Stalin wanted security for the USSR, fearing another invasion.
Eastern Europe recognised as a Soviet sphere of influence.
Paragraph Summary:
At the Yalta Conference in February 1945, the Big Three—Stalin, Roosevelt, and Churchill—made key post-war agreements. They planned Germany’s division into four zones, promised free elections for liberated countries, committed to joining the United Nations, and agreed to prosecute Nazi war criminals. Recognising the immense losses of the USSR, they also acknowledged Eastern Europe as a Soviet sphere of influence and secured Stalin’s promise to join the war against Japan.
SOURCES
What was going on behind the scenes?
SOURCE 1:
In the hallway [at Yalta] we stopped before a map of the world on which the Soviet Union was coloured in red. Stalin waved his hand over the Soviet Union and exclaimed, ‘They [Roosevelt and Churchill] will never accept the idea that so great a space should be red, never, never!’
Milovan Djilas writing about Yalta in 1948.
SOURCE 2:
I have always worked for friendship with Russia but, like you, I feel deep anxiety because of their misinterpretation of the Yalta decisions, their attitude towards Poland, their overwhelming influence in the Balkans excepting Greece, the difficulties they make about Vienna, the combination of Russian power and the territories under their control or occupied, coupled with the Communist technique in so many other countries, and above all their power to maintain very large Armies in the field for a long time. What will be the position in a year or two?
Extract from a telegram sent by Prime Minister Churchill
to President Truman in May 1945.
SOURCE 3:
Perhaps you think that just because we are the allies of the English, we have forgotten who they are and who Churchill is. There’s nothing they like better than to trick their allies. During the First World War they constantly tricked the Russians and the French. And Churchill? Churchill is the kind of man who will pick your pocket of a kopeck! [A kopeck is a low value Soviet coin.] And Roosevelt? Roosevelt is not like that. He dips in his hand only for bigger coins. But Churchill? He will do it for a kopeck.
Stalin speaking to a fellow communist, Milovan Djilas, in 1945. Djilas was a supporter of Stalin.
SOURCE 4:
The Soviet Union has become a danger to the free world. A new front must be created against her onward sweep. This front should be as far east as possible. A settlement must be reached on all major issues between West and East in Europe before the armies of democracy melt.
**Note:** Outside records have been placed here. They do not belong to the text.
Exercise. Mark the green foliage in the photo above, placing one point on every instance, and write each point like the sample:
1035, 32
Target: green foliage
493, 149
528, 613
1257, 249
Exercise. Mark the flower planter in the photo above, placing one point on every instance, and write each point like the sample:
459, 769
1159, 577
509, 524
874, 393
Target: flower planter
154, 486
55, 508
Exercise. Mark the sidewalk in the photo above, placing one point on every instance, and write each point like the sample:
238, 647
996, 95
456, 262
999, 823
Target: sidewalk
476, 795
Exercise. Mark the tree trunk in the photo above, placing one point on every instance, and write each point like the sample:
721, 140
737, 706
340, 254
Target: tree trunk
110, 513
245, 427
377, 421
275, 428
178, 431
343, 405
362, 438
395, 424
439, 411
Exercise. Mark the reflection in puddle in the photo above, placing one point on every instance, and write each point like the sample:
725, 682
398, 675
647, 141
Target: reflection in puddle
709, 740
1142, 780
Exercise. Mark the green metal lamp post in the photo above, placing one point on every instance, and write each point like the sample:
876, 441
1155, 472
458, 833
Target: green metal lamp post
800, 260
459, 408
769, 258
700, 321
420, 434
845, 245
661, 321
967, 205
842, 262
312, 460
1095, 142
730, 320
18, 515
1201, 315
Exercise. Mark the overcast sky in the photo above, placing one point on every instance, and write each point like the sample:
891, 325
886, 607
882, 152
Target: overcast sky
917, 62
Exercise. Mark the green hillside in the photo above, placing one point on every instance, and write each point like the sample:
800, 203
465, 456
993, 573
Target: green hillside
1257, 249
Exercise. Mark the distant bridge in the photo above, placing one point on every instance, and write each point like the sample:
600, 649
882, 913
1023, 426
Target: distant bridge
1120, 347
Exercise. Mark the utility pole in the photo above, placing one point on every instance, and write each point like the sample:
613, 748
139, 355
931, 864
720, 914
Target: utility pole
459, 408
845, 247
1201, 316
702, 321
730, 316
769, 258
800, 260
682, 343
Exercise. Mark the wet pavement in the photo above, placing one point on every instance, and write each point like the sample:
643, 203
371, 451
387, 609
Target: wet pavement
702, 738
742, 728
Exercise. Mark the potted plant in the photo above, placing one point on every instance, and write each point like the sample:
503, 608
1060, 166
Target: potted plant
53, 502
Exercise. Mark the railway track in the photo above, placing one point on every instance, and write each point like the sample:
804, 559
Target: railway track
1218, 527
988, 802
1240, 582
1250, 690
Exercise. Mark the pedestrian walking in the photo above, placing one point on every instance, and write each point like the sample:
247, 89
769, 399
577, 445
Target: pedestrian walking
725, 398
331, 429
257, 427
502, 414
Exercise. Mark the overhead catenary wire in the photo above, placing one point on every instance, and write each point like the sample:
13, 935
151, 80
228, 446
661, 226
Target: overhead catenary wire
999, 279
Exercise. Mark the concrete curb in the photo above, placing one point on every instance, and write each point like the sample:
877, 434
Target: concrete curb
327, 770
Churchill writing to Roosevelt shortly after the
Yalta Conference. Churchill ordered his army
leader Montgomery to keep German arms intact
in case they had to be used against the Russians.
SOURCE 5:
Once, Churchill asked Stalin to send him the music of the new Soviet Russian anthem so that it could be broadcast before the summary of the news from the Soviet German front. Stalin sent the words [as well] and expressed the hope that Churchill would set about learning the new tune and whistling it to members of the Conservative Party. While Stalin behaved with relative discretion with Roosevelt, he continually teased Churchill throughout the war.